LOUISVILLE, Ky. — Even though the leaves are turning with the arrival of fall, efforts are still underway to "green up" parts of Louisville. The Green Heart Project is planting a number of trees and researchers are studying the effect they have on our local community's health.
"We have some native junipers, we have some magnolia trees, we have a lob-lolly pine tree which is native to Kentucky," Director of Nature Conservancy of Kentucky, Chris Chandler, said. "We've got primarily evergreen conifer trees that we're planting. The research tells us that these trees are better performers at capturing and suspending air pollutants."
Hundreds of trees have taken root in south Louisville along the Watterson Expressway near the Wyandotte and Beechmont neighborhoods. The group plans to have more plantings on the way in early 2021.

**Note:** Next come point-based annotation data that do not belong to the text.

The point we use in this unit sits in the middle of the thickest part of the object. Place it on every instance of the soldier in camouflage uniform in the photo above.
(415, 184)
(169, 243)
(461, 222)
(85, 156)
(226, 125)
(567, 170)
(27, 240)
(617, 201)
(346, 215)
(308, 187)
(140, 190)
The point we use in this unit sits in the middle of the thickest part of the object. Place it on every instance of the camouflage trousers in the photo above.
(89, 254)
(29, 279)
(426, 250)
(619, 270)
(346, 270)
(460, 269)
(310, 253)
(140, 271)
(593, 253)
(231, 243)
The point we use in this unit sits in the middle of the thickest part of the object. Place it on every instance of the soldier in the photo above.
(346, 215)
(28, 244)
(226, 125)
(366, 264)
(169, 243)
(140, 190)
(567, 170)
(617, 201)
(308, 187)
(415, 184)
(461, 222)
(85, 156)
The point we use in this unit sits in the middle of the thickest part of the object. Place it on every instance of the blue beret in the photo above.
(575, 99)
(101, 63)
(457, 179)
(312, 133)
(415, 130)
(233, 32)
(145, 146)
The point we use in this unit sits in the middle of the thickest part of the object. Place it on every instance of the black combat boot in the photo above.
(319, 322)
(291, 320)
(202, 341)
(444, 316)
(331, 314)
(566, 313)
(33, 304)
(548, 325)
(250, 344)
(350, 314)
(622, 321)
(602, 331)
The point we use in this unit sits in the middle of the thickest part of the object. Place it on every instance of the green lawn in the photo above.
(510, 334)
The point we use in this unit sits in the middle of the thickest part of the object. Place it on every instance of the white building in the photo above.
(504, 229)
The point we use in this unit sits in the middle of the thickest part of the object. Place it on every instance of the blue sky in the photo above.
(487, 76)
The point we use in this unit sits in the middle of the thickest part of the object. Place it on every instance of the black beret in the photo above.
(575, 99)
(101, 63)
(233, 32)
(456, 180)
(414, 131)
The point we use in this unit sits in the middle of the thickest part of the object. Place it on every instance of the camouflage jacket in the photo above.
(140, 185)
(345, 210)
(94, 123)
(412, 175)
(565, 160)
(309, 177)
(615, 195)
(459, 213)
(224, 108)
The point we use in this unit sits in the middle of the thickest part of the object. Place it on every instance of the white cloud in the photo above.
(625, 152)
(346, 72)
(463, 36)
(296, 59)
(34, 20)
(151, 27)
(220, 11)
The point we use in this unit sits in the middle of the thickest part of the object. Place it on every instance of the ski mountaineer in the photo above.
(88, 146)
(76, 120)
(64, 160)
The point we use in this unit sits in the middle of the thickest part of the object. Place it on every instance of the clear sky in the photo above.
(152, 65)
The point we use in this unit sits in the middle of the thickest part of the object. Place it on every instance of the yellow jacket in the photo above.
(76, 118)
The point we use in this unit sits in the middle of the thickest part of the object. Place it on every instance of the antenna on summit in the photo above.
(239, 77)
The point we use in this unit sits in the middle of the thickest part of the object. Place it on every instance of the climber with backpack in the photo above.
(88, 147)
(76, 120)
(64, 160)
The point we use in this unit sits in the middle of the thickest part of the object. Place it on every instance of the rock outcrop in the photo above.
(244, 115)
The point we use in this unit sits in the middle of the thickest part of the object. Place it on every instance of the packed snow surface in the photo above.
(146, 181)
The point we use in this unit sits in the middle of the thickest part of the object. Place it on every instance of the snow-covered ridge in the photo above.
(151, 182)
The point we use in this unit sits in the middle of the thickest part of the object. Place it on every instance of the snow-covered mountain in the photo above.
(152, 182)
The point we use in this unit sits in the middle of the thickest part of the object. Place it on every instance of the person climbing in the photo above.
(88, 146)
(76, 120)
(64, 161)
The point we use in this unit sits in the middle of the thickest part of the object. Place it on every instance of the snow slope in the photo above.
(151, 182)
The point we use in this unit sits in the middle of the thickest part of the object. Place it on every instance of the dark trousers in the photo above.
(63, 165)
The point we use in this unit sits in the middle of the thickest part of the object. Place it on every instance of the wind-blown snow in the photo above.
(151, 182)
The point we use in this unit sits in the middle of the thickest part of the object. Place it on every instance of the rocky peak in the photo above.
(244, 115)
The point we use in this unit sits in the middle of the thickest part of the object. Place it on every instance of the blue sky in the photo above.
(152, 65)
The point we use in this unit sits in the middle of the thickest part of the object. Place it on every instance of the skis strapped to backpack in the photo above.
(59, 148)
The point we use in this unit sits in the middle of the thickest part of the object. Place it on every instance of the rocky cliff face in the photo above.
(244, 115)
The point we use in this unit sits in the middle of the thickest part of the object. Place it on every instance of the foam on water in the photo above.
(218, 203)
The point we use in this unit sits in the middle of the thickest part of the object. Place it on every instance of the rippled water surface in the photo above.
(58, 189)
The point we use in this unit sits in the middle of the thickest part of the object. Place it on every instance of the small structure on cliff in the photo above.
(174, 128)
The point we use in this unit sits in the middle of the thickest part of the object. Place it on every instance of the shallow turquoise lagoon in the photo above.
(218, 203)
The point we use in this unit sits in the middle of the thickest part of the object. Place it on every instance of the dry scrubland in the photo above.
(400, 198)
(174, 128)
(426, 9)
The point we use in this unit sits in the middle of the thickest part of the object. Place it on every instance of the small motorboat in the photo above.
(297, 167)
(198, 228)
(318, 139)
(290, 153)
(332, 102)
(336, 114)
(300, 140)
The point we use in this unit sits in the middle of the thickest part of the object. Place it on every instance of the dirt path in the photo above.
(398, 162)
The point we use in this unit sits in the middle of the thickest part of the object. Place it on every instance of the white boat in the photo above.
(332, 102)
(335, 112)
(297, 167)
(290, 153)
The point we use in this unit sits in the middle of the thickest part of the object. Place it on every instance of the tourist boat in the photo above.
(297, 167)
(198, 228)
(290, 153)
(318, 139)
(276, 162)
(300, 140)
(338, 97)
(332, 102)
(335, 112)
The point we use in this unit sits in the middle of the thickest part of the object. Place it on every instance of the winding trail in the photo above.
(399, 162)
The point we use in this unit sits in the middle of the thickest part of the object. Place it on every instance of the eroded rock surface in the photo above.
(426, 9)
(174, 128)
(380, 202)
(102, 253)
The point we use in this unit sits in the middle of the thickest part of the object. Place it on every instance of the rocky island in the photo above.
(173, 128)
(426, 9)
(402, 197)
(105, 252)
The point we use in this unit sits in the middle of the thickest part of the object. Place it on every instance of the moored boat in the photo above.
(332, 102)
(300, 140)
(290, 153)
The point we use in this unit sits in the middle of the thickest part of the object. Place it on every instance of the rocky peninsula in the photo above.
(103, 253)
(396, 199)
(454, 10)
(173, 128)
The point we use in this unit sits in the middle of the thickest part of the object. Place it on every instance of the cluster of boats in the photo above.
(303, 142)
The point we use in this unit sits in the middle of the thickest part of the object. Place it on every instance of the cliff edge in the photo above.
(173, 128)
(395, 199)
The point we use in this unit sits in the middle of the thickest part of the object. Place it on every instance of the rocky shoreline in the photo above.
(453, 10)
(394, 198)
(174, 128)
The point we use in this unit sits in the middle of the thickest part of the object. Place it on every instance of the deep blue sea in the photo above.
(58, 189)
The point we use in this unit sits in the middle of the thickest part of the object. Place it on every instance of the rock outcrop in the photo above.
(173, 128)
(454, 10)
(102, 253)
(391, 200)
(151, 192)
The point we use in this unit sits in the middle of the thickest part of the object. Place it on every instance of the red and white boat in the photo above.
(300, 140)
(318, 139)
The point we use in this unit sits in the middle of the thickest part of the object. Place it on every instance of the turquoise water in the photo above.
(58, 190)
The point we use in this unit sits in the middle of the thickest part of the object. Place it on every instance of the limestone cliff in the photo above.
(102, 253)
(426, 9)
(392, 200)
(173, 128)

The planting is not just to green up an area of the city void of trees, but also a study.
Known as the HEAL Study, researchers from University of Louisville's Environmental Institute want to quantify the impact.
"We're looking at the community and saying this is where your health started, we're going to give the community this treatment of greenery and trees, and then we're going to see what happens to people's health," Rachel Keith of UofL's Environmental Institute said.
The study will track 750 participants' health over the next five years to see what changes the new greenery will have. A previous pilot study near St. Margert Mary found noticeable improvements in air quality, so they expect even greater results over several years. They're also tracking whether any improvements in health come from improvements in air quality or certain compounds that trees release.
Keith said there's been great interest in the study as it's community intervention and doesn't require residents to take special time out of their day
Green Heart Project has been picky about what trees are planted, and where.
"It took a lot of engineering and modeling to figure out the species, the sizes, the widths, and then how close to plant them together to try and maximize our ability to filter the air pollution coming off the highway," Chandler said.
The area along the highway is a tough spot for trees to grow because of high wind and soil pollution from things like salt in wintertime snow removal. Four zones have been for planting with soil samples taken to determine which trees would be best suited for those areas.
In the coming years Green Heart Project hopes to plant thousands of trees in various neighborhoods, parks, and private homes that currently lack tree coverage.